Table 1. Comparison of various non-enzymatic electrochemical sensors based on CuO electrodes.

Electrode	Methods	Sensitivity (µA·cm−2·mM−1)	Linear Range (mM)	Response Time (s)	Ref.
CuO NWs/Cu foam	Electrochemical anodization	2217.4	0.001–18.8	N·A.	19
CuO-ZnO NRs/FTO	Solution Process	2961.8	0.001–8.45	<2	22
Ag NPs/CuO NFs-ITO	Electrospinning	1347	0.0005–0.55	<3	46
Mesoporous CuO	Nanocasting method	26.6	0.1–3	N·A.	47
CuO NFs and NPs/TiO2 NTs	Seed-mediated synthesis method	79.9	0–2.0	<3	48
CuO/graphene	Microwave-assisted synthesis	37.63	5–14	1	49
CuO/ZnO/FTO	Solution Process	1142	Up to 7	~1.5	This work

NWs: nanowires; NRs: nanorods; NFs: nanofibers; NPs: nanoparticles; NTs: nanotubes.

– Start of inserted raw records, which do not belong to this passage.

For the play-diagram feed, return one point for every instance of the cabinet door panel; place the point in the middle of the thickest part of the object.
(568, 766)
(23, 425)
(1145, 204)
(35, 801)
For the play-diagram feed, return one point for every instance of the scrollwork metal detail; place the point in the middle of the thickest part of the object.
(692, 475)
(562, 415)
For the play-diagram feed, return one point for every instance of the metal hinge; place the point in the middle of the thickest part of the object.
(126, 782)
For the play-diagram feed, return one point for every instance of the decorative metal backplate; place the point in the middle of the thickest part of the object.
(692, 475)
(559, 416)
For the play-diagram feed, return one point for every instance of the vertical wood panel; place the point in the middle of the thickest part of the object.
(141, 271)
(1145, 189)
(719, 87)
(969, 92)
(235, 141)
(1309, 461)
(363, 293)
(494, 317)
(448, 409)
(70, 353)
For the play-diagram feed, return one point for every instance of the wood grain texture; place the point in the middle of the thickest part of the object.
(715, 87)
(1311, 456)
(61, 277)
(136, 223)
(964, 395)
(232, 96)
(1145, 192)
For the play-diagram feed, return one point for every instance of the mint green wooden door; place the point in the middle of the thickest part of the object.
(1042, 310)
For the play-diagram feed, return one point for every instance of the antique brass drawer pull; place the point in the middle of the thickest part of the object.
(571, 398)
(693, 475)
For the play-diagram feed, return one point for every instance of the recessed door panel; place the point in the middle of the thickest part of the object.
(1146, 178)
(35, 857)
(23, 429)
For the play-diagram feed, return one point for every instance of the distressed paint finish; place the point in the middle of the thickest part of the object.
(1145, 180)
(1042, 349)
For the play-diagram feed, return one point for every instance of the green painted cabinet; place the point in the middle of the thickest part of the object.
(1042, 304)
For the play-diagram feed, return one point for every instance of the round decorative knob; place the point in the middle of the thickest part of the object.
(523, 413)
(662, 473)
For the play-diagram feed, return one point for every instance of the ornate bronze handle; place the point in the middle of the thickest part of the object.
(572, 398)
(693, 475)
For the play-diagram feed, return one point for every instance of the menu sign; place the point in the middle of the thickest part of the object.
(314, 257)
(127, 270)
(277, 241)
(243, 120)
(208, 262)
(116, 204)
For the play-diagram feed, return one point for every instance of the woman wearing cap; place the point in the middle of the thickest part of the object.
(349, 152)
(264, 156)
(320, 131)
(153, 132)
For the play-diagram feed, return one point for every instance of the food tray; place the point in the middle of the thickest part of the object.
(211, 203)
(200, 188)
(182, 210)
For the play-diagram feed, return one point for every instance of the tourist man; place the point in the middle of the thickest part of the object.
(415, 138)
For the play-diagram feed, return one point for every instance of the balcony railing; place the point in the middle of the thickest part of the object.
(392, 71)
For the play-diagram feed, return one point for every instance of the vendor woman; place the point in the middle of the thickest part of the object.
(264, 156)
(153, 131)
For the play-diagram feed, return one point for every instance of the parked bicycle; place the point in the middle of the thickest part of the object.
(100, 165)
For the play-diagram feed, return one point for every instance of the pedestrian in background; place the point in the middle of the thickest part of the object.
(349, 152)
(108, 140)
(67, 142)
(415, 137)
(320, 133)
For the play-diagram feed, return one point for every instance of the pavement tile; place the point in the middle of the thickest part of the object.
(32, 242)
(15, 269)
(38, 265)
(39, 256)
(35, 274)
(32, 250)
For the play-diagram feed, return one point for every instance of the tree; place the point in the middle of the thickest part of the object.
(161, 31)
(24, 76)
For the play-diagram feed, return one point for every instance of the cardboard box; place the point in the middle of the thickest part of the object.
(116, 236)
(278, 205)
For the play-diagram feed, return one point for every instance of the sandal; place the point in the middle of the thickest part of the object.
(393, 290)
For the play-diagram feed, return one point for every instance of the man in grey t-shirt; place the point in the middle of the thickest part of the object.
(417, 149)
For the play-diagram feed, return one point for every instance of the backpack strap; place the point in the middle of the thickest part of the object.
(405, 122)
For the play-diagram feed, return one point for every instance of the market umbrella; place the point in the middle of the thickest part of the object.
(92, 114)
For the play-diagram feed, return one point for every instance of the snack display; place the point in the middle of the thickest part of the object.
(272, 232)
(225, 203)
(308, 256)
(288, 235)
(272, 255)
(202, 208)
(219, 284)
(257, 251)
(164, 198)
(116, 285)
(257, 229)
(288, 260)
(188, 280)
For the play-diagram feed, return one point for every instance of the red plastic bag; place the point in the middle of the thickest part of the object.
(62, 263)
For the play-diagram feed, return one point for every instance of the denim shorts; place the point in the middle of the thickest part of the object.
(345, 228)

. This blood glucose concentration detection mechanism was carried out electrochemically and could be one of the best choices to respond to modern society’s emphasis on resource reduction as environmental protection awareness rises.

5. Conclusions

In this study, the voltametric electrodes as the non-enzymatic glucose sensors can be synthesized successfully by immersing the ZnO nanostructures into the precursors with copper ions via the simple solution method. The CuO nanocrystallines were uniformly decorated on the surface of the tetrapod-like ZnO nano-powders which were obtained by the direct current plasma method. The support ZnO electrode not only manifests stable crystallization characteristics, but also provide a porous structure and a huge specific surface area due to the formation of a network structure through the screen-printing process. In the glucose experiment using the three-electrode method, the completed CuO/ZnO/FTO electrode is used as the working electrode during measurements. The measurement data shows that this electrode has high catalytic performance for the detection of glucose concentrations, and that the preparation of the CuO/ZnO/FTO electrode is simple and low-cost. This heterogeneous material effectively increased the current value generated by the electrocatalytic glucose at a potential of +0.6 V, and the current value of R² = 0.94 (up to 7 mM glucose). Further, it was found to yield more stable and credible data, and to be a reusable measurement system. This result was obtained by a combination of heterogeneous oxide materials (CuO/ZnO) used in glucose sensors to provide a new field of vision.